Right down to the name "Secret Avengers," this series is a little bit hinky. In effect, the winding collection of books was part of Marvel realizing that comic-buying customers tended to buy more of them when you put Avengers on the title. Books like Heroes for Hire, and The Illuminati became The Mighty Avengers, and The New Avengers. Agents of S.H.I.E.L.D., meanwhile, became The Secret Avengers.
If you needed any more indication that the series was less about superheroes, and more about spies (besides the word "secret" in the title) you need look no further than the credits. The series' first volume was penned by Ed Brubaker. Before The Secret Avengers Brubaker wrote a seminal, and espionage-laden run on Captain America that introduced us to the Winter Soldier, and launched a trilogy of pretty solid Marvel movies.
Although he didn't stick around to lend his particular blend of subterfuge, and superheroics for more than 12 issues. It was then passed on to writer Nick Spencer, who was replaced by resident Marvel snark-lover Warren Ellis, who passed the mantle on to blood-and-guts fan Rick Remember, before finally he gave way to Spencer again. Oh, and then a new guy called Ales Kot took over before the series was cancelled 15 issues later. It's just the kind of story that inspires you to become a contracted writer with unstable pay, and no ownership of your creations, isn't it?
With that many chefs in the kitchen it's no wonder that The Secret Avengers doesn't really have its own core identity. Were these characters -- led by S.H.I.E.L.D. bigwigs Maria Hill, Nick Fury, Jr., and Phil Coulson -- vigilantes, or agents of a vast and shadowy government organization? Were they fun-lovin' knuckleheads like then Ant-Man Eric O'Grady, or cold-hearted killers like Moon Knight?
That was sort of the premise of the series. At least until Kot took command. That's when the series about moral dilemmas, friction between wacky and lethal characters, and a robot uprising got weird.
That's when M.O.D.O.K. -- a floating, talking coffee mug with a face whose name literally means "mental organism designed only for killing" -- became a superhero.
Kot took the comparatively serious series, and made it into a comedy. One with suicidal, sentient bombs, a hero-killing robot impregnated with Cthulhu, and guns made out of fungus.

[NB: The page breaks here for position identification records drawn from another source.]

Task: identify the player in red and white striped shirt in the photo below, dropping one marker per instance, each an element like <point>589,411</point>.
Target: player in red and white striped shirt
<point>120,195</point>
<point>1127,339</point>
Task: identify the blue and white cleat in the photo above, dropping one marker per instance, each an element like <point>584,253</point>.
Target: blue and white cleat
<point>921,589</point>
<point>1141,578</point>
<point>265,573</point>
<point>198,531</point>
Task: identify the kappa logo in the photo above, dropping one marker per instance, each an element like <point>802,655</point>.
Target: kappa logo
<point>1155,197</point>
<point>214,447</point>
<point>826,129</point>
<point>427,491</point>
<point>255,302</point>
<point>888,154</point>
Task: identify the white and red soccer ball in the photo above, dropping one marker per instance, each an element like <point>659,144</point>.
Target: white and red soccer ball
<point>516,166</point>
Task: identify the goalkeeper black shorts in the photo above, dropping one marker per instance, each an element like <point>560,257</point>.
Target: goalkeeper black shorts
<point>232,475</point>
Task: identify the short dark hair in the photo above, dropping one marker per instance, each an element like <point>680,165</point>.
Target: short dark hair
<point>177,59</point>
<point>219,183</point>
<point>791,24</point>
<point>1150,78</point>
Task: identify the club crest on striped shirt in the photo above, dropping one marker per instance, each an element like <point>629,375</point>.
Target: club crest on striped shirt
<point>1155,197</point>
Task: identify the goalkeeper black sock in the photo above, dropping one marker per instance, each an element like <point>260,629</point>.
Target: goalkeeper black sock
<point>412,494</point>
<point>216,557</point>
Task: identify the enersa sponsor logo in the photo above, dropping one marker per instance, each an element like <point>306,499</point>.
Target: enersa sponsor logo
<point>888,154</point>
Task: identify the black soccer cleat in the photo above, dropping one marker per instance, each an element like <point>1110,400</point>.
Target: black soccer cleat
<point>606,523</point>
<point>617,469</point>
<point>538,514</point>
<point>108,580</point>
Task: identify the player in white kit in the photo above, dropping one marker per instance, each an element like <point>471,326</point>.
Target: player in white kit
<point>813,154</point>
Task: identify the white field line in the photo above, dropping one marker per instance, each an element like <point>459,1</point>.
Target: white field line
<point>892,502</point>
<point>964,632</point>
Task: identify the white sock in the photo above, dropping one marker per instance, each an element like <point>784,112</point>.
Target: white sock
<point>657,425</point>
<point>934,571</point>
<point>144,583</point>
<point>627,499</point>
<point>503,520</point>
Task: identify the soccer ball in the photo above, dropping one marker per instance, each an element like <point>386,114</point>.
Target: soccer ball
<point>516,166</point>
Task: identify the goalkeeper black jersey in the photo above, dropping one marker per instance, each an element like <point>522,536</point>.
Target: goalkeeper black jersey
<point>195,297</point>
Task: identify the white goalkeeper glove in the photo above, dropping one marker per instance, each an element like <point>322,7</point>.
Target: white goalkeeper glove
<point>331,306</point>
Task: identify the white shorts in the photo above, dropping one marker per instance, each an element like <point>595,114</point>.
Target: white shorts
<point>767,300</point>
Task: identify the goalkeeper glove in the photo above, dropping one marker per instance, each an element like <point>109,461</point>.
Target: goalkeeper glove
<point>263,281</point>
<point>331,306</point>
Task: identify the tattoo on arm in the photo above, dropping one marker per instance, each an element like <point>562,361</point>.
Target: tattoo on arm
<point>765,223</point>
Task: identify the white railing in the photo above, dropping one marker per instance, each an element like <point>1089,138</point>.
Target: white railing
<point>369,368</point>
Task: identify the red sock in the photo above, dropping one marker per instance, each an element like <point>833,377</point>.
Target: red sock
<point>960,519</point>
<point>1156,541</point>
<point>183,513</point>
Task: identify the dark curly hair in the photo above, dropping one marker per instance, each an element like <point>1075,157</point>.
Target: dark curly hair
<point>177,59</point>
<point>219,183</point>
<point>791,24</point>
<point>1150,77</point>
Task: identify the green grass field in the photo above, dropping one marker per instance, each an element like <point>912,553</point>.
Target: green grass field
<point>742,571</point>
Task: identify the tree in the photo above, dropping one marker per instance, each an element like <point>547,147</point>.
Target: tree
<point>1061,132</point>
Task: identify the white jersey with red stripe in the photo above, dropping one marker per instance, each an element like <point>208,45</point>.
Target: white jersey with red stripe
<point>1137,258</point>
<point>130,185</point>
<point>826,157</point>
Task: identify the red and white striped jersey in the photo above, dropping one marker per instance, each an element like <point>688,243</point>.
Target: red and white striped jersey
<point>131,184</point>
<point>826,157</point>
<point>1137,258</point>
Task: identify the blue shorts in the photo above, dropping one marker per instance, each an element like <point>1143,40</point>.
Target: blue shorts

While the change in tone irked some, especially after the series was launched by recognizable names like Brubaker, and Ellis, the results were just fine. The story kicks into gear when M.O.D.O.K. falls in love with S.H.I.E.L.D director Maria Hill (maybe it's because they're both into acronyms?), and catalyzes a rollicking blend of super-science, and insanity.

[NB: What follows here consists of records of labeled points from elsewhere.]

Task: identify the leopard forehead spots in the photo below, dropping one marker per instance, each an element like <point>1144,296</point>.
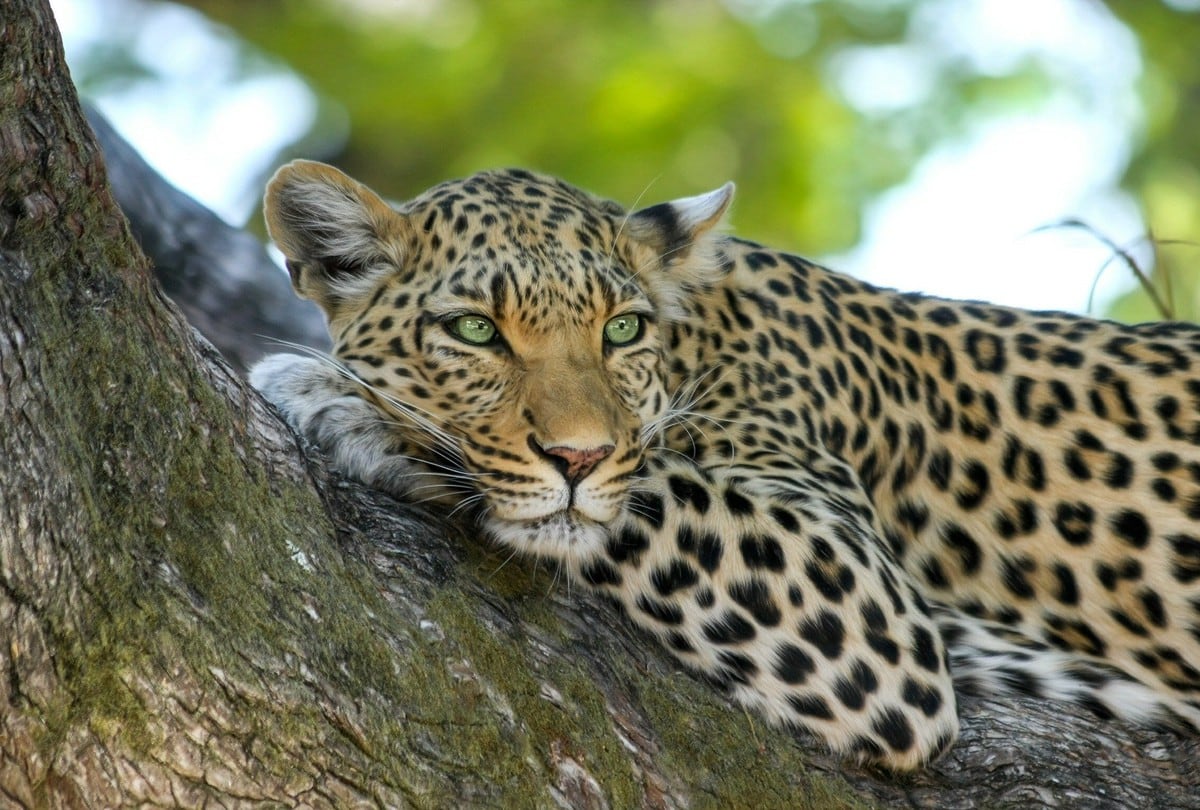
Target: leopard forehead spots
<point>837,502</point>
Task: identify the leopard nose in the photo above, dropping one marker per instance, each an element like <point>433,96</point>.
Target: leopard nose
<point>574,463</point>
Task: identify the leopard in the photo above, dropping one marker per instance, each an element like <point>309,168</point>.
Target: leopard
<point>843,505</point>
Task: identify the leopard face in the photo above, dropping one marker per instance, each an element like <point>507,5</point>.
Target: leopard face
<point>508,327</point>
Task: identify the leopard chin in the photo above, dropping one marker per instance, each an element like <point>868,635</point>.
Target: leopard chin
<point>562,534</point>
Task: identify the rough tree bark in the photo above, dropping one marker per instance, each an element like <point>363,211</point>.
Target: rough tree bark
<point>195,612</point>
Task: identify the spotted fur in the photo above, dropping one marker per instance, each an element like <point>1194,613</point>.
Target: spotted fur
<point>834,501</point>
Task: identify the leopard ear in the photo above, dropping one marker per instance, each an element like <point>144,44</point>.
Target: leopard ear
<point>675,228</point>
<point>683,235</point>
<point>340,239</point>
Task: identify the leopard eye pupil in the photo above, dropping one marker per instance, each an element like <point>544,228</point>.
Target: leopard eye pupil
<point>623,329</point>
<point>473,329</point>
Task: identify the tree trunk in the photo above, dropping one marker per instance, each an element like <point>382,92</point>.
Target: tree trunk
<point>196,613</point>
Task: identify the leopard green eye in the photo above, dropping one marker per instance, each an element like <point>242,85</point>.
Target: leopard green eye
<point>473,329</point>
<point>623,329</point>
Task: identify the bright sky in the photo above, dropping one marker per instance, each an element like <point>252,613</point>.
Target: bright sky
<point>965,225</point>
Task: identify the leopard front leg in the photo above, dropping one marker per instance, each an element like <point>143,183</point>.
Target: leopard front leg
<point>325,406</point>
<point>779,587</point>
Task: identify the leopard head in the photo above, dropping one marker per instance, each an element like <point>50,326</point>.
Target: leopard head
<point>510,329</point>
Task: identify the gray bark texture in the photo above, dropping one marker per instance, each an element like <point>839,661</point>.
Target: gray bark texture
<point>196,613</point>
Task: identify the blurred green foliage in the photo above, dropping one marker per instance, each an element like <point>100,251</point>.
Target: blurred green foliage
<point>655,99</point>
<point>661,97</point>
<point>1164,172</point>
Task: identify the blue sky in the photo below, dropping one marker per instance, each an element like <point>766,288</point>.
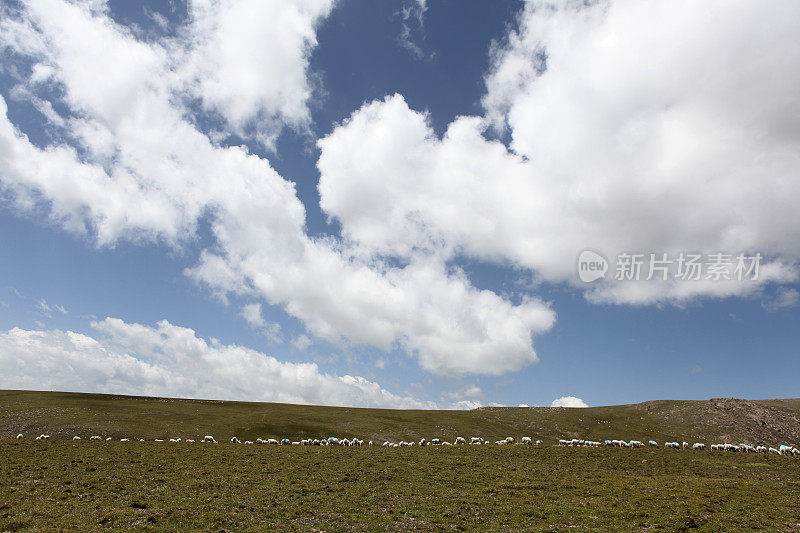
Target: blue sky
<point>450,242</point>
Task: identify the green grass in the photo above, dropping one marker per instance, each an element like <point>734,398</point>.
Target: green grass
<point>66,414</point>
<point>89,485</point>
<point>64,485</point>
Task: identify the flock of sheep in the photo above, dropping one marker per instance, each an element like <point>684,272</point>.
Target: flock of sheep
<point>334,441</point>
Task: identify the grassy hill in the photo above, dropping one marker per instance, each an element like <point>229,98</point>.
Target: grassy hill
<point>63,415</point>
<point>86,486</point>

Scott Summer is no angel, but he used to be a boy scout. More specifically, he used to be boring -- the goody-two-shoes foil to Wolverine's more exciting stabby-times. There's a reason one of them has three of his own movies, even though the first one was the worst thing since pretty much any Fantastic Four project committed to film, and the other one is Cyclops.
Making that guy the three-quarters-of-a-face-and-ruby-quartz-glasses of Marvel's "mutant revolution" seems almost laughable. But that's exactly what happened under the guiding hands of writers Jason Aaron, Brian Michael Bendis, and Kieron Gillen.
Grant Morrison helped a bit, too, by revealing that Scott is way into kink. The series New X-Men finally allowed Cyclops to unwind by sexually, and psychically submitting to Emma Frost. The one-time villain, and all-time fan of lace saw something in Scott, and managed to bring it out. Gillen continued that confident streak by making Cyclops the leader of the "Extinction Team."
If that doesn't sound like a pessimistic job opening, then you've been watching cable news too long. Recognizing that threats to the continued survival of mutankind as a species might require a harder touch, Cyclops continued his road toward the dark side by recruiting fellows like the aforementioned Emma, Namor, Magik, and freaking Magneto.
It wasn't an extinction-level event that finally changed Cyclops into a cold pragmatist, however. It was open war with The Avengers, and an ironically softer set of X-Men led by Wolverine that finally got Summers's goat. The stress of trying to make the world a better place for mutants, fighting his friends, and trying to wrangle the fiery bird monster that killed his ex-girlfriend -- the Phoenix Force -- pushed Scott to murder his mentor, Professor Xavier.
All of this, and a looming murder trial, pushed the once white bread hero into hiding. Although he didn't stop there. He donned a newer, more appropriately dark and form-fitting suit. That's how we all knew he finally meant business. Well, that and his forming a team of new X-Men designed to proactively, and, if necessary, violently fighting back against oppression. Despite taking decades to fulfill, this remains some of the best, and most interesting character development in a Marvel hero... Ever, basically. And it all started with a guy played by an actor who got his start on Saved by the Bell: The New Class.